Sigh, my own fault for using the word "irk" I suppose. I apologise. I also apologise using all caps which I realise can come across as screaming. I use all caps to make points more visible to the eye, not as a demonstration of a raised voice, but I realise now that that is not the norm and that you obviously thought I was screaming. It truly isn't a big deal to me. I just find it odd that people continued in the conversation about inappropriate dialogue tags when it had been clarified further up thread that it wasn't one. I understand discussing how it could be mistaken for one, I can understand discussing that the line itself might be unnecessary, but using what Cassiopeia wrote as an example of a dialogue tag and why one oughtn't use one just seemed silly and a perfect demonstration of how people skim threads before posting. At any rate. I personally thought this whole conversation was over after Nevada made the suggestion of cutting the line completely (which now Blacbird reiterated), but do please carry on. I apologise if I offended, that wasn't my intent.


Um...what's a florid tag? *giggles*

A tag with very white teeth.

No that would be a fluoride tag . . . sorry . . .

Sean D. Schaffer
01-06-2009, 10:09 AM
Sigh, my own fault for using the word "irk" I suppose. I apologise. I also apologise using all caps which I realise can come across as screaming. I use all caps to make points more visible to the eye, not as a demonstration of a raised voice, but I realise now that that is not the norm and that you obviously thought I was screaming. It truly isn't a big deal to me.

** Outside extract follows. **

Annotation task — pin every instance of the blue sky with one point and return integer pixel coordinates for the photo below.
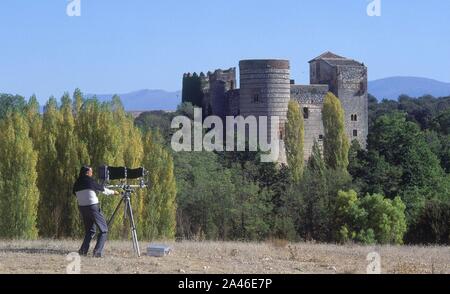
(120, 46)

I just find it odd that people continued in the conversation about inappropriate dialogue tags when it had been clarified further up thread that it wasn't one. I understand discussing how it could be mistaken for one, I can understand discussing that the line itself might be unnecessary, but using what Cassiopeia wrote as an example of a dialogue tag and why one oughtn't use one just seemed silly and a perfect demonstration of how people skim threads before posting. At any rate. I personally thought this whole conversation was over after Nevada made the suggestion of cutting the line completely (which now Blacbird reiterated), but do please carry on. I apologise if I offended, that wasn't my intent.

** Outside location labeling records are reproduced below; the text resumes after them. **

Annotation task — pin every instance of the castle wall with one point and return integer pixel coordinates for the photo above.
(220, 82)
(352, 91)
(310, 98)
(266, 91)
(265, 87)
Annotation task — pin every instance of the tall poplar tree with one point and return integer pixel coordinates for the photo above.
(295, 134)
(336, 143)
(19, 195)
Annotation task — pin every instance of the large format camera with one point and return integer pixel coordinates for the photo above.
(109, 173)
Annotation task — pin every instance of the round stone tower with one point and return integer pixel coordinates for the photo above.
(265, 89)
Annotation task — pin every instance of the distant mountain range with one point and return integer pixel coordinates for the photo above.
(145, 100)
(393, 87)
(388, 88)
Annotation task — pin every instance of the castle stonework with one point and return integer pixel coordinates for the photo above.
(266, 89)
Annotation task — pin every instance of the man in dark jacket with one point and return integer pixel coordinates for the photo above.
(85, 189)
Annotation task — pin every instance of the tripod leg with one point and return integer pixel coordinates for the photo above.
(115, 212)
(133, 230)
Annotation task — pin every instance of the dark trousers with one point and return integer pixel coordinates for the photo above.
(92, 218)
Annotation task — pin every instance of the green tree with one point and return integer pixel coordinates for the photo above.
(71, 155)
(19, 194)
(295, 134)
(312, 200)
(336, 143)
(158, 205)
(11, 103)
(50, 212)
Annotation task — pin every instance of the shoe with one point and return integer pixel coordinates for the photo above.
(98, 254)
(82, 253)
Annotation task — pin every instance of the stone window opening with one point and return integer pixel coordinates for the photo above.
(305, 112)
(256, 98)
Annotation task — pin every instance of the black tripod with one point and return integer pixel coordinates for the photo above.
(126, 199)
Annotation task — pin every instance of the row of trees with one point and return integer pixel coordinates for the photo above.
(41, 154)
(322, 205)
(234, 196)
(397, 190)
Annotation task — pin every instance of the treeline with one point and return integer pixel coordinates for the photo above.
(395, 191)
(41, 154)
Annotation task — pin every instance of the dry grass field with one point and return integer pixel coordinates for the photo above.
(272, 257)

You didn't offend me, Toothpaste. :) I just know that different people read things differently, and we all make mistakes. Like I apparently did. I did think that your all caps statement was screaming. Now that you've pointed out your real motives behind it, I understand I was mistaken.

No harm done at all. :)

StephanieFox
01-06-2009, 10:25 AM
She snorted. "God, I'm too paranoid." (You can add the dialogue tag 'she said' after the quote.

This is how, I'd say it. She snorts, she scores! Or, at least, she snorts and then she speaks.